Longtemps, elle s’est pensée comme une continuité vivante, une réalité à la fois historique et principielle. Une nation charnelle, enracinée dans une histoire pluriséculaire, mais aussi porteuse d’une vocation, d’une idée d’elle-même qui dépasse les circonstances. Charles de Gaulle parlait de cette « certaine idée de la France », à la fois exigeante et intemporelle. Charles Péguy, lui, évoquait une « terre charnelle », habitée par une mémoire vivante, presque sacrée.

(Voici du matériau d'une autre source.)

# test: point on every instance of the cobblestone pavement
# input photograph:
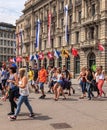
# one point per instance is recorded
(70, 114)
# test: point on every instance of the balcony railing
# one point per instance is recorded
(88, 44)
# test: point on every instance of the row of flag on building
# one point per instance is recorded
(51, 55)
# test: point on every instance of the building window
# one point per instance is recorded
(77, 65)
(93, 9)
(60, 40)
(60, 62)
(91, 33)
(79, 16)
(77, 37)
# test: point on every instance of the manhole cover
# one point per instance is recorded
(60, 125)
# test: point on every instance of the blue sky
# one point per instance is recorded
(10, 10)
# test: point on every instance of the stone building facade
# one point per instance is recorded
(87, 27)
(7, 42)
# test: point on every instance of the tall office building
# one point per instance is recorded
(7, 42)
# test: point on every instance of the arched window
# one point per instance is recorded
(77, 65)
(39, 63)
(51, 62)
(68, 63)
(91, 59)
(60, 62)
(45, 63)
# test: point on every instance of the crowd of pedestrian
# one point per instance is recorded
(15, 83)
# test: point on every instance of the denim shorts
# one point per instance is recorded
(41, 84)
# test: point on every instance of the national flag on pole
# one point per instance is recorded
(66, 23)
(50, 55)
(74, 52)
(65, 53)
(100, 47)
(37, 33)
(49, 28)
(56, 54)
(36, 57)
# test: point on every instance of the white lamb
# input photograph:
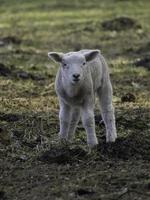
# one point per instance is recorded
(81, 75)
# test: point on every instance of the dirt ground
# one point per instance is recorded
(33, 163)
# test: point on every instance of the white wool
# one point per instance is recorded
(81, 76)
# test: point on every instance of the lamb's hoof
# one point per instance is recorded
(63, 141)
(111, 138)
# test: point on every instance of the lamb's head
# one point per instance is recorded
(73, 64)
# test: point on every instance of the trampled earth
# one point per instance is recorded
(33, 163)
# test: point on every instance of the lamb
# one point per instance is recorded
(80, 77)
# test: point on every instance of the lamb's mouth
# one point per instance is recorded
(75, 81)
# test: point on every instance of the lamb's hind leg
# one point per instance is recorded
(107, 110)
(75, 117)
(64, 118)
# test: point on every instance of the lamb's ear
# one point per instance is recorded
(91, 54)
(57, 57)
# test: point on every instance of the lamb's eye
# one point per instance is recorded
(64, 65)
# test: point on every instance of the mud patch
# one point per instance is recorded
(9, 117)
(119, 24)
(143, 62)
(62, 155)
(129, 97)
(87, 191)
(4, 71)
(9, 40)
(2, 195)
(12, 72)
(135, 146)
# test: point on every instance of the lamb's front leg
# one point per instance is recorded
(107, 109)
(89, 125)
(64, 118)
(75, 117)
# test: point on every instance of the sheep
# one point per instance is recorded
(80, 77)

Cette double nature — réalité et principe — ne formait pas deux Frances opposées, mais une seule et même personne, faite de joies et de douleurs, de grandeurs et de faiblesses. C’est cette unité profonde qui est aujourd’hui interrogée.

Car une nation ne disparaît pas seulement lorsqu’elle est envahie ou vaincue. Elle peut aussi s’effacer lorsqu’elle se détourne d’elle-même. Lorsque, acceptant le joug étranger ou renonçant à sa souveraineté, elle abdique sa capacité à décider pour elle-même. Lorsque ses dirigeants se coupent du sens commun et de la volonté nationale. Lorsque, enfin, son récit se fragmente au point que ses enfants ne partagent plus rien de fondamental.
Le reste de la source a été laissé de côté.